Operations resumed in August 2002 with a leased McDonnell Douglas MD-83. Luxor Air then focused mainly on operating IT charter flights to and from Europe. In July 2003, it added a second leased aircraft of the same type. In March 2004, France banned the airline from entering its airspace after an MD-83 deviated from its landing approach during a nighttime approach to Nantes and flew over the city center at an altitude of approximately 150 metres (500 feet). Following this incident, the company came under scrutiny from European aviation authorities.

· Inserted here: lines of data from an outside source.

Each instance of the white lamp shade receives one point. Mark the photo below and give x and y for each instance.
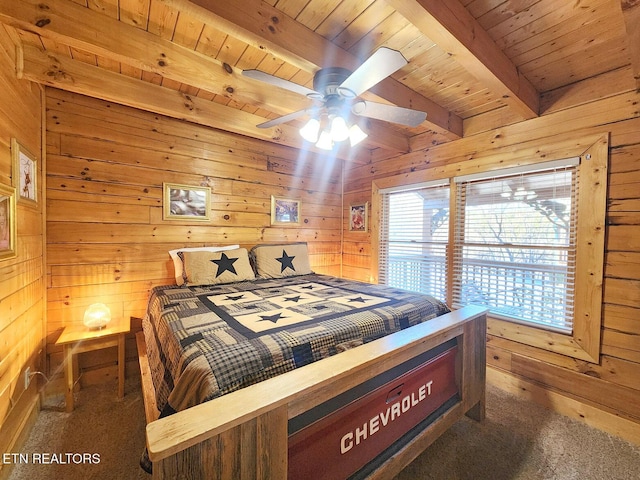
(356, 134)
(325, 141)
(339, 129)
(311, 130)
(97, 315)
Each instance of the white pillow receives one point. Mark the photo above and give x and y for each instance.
(178, 267)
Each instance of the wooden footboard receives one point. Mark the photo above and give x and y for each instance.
(243, 435)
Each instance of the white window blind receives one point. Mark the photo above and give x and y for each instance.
(515, 244)
(413, 238)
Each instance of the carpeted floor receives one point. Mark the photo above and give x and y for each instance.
(518, 440)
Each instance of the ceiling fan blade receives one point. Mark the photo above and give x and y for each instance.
(278, 82)
(377, 67)
(389, 113)
(283, 119)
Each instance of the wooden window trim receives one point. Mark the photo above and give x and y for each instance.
(584, 342)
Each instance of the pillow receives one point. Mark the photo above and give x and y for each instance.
(178, 268)
(211, 268)
(277, 261)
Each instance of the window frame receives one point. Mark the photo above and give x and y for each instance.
(584, 342)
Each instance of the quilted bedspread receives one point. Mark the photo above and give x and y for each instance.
(206, 341)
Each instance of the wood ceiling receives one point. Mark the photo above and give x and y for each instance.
(471, 62)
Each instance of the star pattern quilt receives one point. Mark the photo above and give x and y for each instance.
(208, 340)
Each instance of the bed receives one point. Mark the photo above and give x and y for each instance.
(253, 366)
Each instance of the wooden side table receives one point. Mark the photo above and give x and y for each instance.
(78, 339)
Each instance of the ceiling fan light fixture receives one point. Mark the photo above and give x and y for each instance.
(311, 130)
(339, 129)
(356, 134)
(325, 142)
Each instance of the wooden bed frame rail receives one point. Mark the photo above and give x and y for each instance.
(243, 435)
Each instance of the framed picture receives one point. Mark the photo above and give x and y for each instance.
(7, 222)
(285, 211)
(184, 202)
(25, 174)
(358, 217)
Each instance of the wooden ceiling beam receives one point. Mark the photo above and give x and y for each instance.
(631, 12)
(78, 77)
(267, 28)
(79, 27)
(458, 33)
(82, 28)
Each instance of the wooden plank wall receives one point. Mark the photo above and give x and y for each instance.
(22, 277)
(106, 239)
(600, 393)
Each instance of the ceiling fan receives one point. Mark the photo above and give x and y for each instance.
(335, 93)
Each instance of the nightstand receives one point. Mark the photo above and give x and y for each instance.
(78, 339)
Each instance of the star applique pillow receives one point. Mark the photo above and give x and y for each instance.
(211, 268)
(277, 261)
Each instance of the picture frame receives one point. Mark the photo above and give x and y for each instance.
(285, 211)
(359, 217)
(24, 174)
(186, 202)
(7, 222)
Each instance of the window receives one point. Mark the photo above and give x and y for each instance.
(515, 243)
(414, 236)
(541, 278)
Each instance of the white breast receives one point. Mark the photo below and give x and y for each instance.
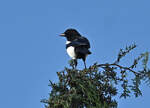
(71, 52)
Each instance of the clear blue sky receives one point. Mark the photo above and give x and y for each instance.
(31, 52)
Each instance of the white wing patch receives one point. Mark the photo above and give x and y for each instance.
(71, 52)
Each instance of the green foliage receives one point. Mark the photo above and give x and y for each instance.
(96, 86)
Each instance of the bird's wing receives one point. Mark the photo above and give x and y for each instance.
(81, 41)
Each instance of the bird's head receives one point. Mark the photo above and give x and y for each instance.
(70, 34)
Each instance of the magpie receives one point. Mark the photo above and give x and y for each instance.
(77, 46)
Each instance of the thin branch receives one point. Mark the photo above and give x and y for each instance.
(121, 67)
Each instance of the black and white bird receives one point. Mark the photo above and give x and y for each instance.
(77, 46)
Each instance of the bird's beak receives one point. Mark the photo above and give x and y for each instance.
(62, 34)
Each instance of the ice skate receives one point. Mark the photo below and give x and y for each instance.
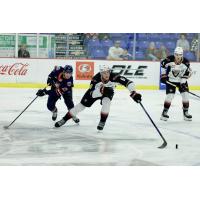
(187, 116)
(101, 126)
(54, 115)
(164, 116)
(76, 120)
(60, 123)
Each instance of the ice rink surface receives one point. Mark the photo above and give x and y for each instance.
(128, 138)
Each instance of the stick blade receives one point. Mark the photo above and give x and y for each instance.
(6, 127)
(163, 145)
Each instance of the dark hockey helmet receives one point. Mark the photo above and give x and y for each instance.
(68, 69)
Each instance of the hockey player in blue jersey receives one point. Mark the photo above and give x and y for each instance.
(61, 82)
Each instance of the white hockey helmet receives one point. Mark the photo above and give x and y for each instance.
(104, 68)
(178, 50)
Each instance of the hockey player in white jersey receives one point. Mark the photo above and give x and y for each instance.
(175, 69)
(101, 88)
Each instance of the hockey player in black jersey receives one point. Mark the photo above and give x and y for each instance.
(175, 69)
(61, 82)
(101, 88)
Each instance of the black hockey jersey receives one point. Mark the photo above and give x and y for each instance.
(96, 83)
(175, 72)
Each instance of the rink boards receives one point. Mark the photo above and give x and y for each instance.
(33, 73)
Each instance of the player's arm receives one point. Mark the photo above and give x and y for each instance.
(164, 69)
(188, 72)
(52, 77)
(130, 86)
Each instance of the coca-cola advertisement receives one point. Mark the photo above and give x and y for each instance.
(15, 69)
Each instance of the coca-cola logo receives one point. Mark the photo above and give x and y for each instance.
(16, 69)
(84, 68)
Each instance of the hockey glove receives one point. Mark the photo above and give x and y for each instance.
(41, 92)
(164, 79)
(136, 97)
(108, 92)
(183, 87)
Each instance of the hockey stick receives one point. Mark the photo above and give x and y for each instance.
(164, 141)
(177, 87)
(6, 127)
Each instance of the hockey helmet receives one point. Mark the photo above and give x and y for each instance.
(103, 68)
(178, 50)
(68, 69)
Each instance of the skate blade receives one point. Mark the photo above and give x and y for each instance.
(187, 119)
(163, 118)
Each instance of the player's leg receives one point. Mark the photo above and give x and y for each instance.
(185, 101)
(86, 101)
(51, 104)
(170, 92)
(70, 104)
(104, 112)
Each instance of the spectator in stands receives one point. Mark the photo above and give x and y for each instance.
(183, 42)
(195, 45)
(103, 36)
(151, 52)
(86, 39)
(126, 55)
(23, 52)
(162, 52)
(115, 52)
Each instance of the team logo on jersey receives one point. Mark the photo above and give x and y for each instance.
(84, 70)
(176, 72)
(69, 84)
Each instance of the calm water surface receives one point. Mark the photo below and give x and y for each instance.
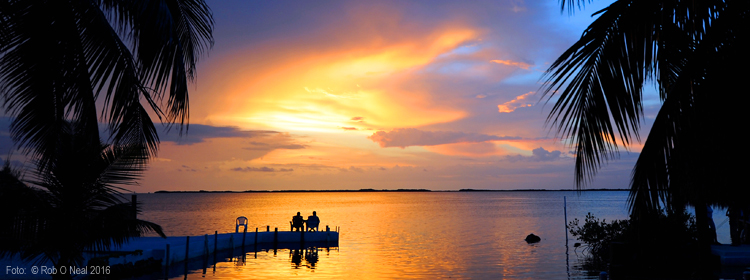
(478, 235)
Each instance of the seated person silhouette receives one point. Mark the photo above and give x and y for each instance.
(313, 222)
(297, 222)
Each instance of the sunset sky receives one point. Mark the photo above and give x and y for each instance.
(440, 95)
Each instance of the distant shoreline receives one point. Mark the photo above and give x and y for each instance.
(396, 190)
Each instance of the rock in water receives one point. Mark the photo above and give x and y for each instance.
(531, 238)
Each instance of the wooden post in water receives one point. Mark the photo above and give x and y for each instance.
(187, 251)
(275, 238)
(205, 253)
(166, 264)
(302, 240)
(216, 242)
(565, 207)
(134, 204)
(243, 240)
(231, 245)
(256, 240)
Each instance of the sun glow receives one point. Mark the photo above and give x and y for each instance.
(323, 92)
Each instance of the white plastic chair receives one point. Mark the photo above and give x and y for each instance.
(241, 221)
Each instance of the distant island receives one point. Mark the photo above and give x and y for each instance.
(392, 190)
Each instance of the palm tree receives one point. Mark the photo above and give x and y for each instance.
(690, 51)
(58, 57)
(73, 206)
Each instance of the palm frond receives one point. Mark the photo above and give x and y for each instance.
(603, 75)
(675, 168)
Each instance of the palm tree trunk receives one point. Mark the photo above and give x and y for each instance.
(704, 240)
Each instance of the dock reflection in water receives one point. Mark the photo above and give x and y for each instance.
(476, 235)
(252, 264)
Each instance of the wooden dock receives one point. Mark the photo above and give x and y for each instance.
(173, 250)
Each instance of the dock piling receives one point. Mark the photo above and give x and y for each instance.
(134, 204)
(187, 253)
(243, 242)
(216, 242)
(565, 210)
(205, 253)
(166, 264)
(275, 238)
(302, 240)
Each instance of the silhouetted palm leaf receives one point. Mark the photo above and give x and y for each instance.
(57, 57)
(686, 48)
(75, 205)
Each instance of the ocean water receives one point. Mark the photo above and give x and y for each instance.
(476, 235)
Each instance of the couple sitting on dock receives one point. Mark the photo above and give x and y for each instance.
(298, 223)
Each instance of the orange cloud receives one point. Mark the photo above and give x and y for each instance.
(468, 149)
(404, 137)
(302, 90)
(514, 104)
(521, 65)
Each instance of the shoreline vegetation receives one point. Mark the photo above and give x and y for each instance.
(396, 190)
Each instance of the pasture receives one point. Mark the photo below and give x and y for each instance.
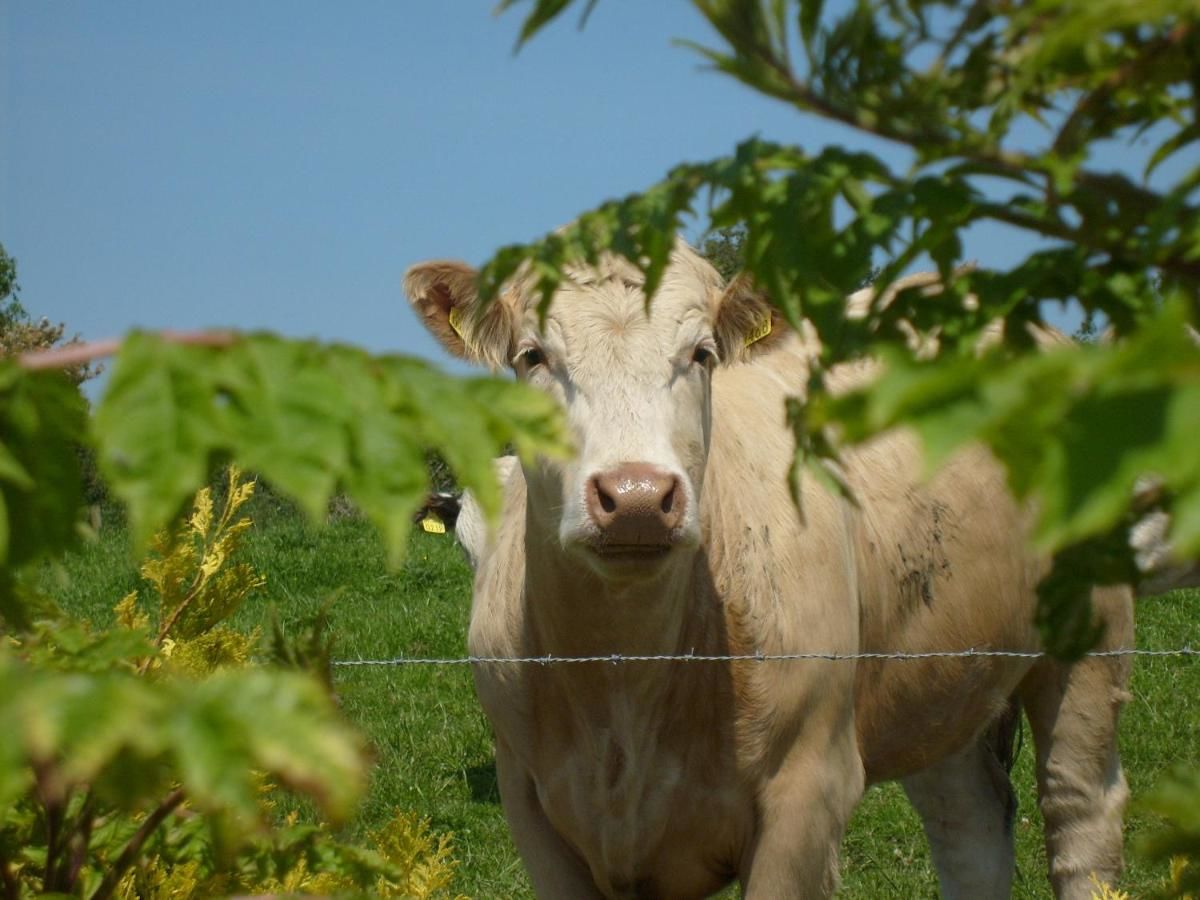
(432, 745)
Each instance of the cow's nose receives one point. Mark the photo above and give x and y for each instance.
(636, 503)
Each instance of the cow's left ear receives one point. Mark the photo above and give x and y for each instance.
(745, 324)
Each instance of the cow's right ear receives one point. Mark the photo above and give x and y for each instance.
(443, 293)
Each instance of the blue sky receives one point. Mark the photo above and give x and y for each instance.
(279, 165)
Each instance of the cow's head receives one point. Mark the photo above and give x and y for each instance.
(635, 383)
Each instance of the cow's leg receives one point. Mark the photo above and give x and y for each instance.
(1073, 714)
(555, 869)
(966, 804)
(803, 815)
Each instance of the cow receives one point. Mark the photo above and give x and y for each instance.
(672, 532)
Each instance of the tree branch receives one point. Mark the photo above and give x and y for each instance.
(1066, 143)
(133, 849)
(93, 351)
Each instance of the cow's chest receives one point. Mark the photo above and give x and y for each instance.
(651, 802)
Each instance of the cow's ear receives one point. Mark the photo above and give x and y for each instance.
(444, 295)
(745, 324)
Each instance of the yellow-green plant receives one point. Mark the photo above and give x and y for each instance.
(149, 756)
(198, 585)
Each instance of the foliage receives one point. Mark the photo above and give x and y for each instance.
(311, 419)
(147, 756)
(725, 249)
(1176, 798)
(21, 334)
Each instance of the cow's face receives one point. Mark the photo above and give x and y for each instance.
(635, 384)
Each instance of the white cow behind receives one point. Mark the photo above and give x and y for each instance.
(672, 532)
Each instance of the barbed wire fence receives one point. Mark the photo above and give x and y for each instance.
(618, 658)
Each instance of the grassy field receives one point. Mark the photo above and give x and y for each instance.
(432, 744)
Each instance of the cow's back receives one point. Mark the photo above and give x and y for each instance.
(917, 567)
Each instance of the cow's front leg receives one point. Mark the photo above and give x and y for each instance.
(555, 869)
(803, 815)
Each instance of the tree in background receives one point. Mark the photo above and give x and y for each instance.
(21, 334)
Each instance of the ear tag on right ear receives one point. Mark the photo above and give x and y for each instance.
(760, 330)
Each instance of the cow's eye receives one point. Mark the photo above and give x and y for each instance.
(705, 355)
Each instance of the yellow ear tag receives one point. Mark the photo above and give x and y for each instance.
(456, 323)
(761, 330)
(432, 523)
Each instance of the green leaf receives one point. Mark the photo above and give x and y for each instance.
(310, 418)
(810, 18)
(42, 423)
(157, 429)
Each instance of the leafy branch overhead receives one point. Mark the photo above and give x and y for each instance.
(999, 109)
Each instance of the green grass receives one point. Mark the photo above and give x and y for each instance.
(432, 747)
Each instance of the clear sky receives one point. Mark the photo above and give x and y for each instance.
(279, 165)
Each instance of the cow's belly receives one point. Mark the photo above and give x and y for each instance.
(649, 828)
(909, 719)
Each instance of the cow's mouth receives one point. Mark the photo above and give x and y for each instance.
(631, 555)
(636, 551)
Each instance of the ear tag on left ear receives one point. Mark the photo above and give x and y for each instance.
(432, 523)
(456, 323)
(760, 330)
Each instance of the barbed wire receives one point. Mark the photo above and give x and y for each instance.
(618, 658)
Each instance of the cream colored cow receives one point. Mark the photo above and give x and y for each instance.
(672, 532)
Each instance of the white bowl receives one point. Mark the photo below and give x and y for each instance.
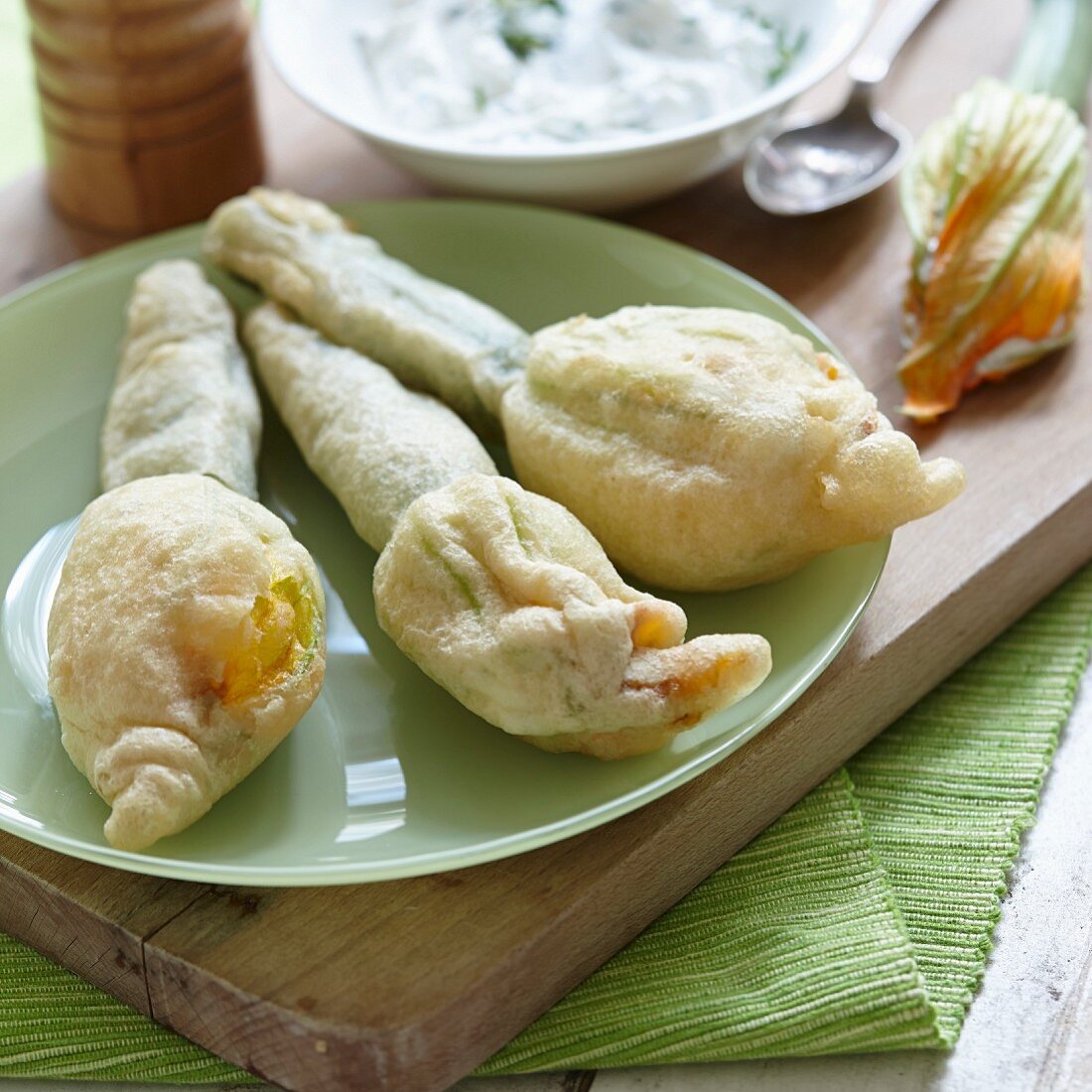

One month later, safety deficiencies were identified during an inspection of one of its aircraft at Amsterdam-Schiphol, prompting the Netherlands, Belgium, Italy and Switzerland to also impose flight bans. Luxor Air subsequently returned one MD-83 to the lessor and continued operations with only one aircraft. After the bans were lifted, it resumed IT charter services to those countries the following year. In 2008, the company ceased operations.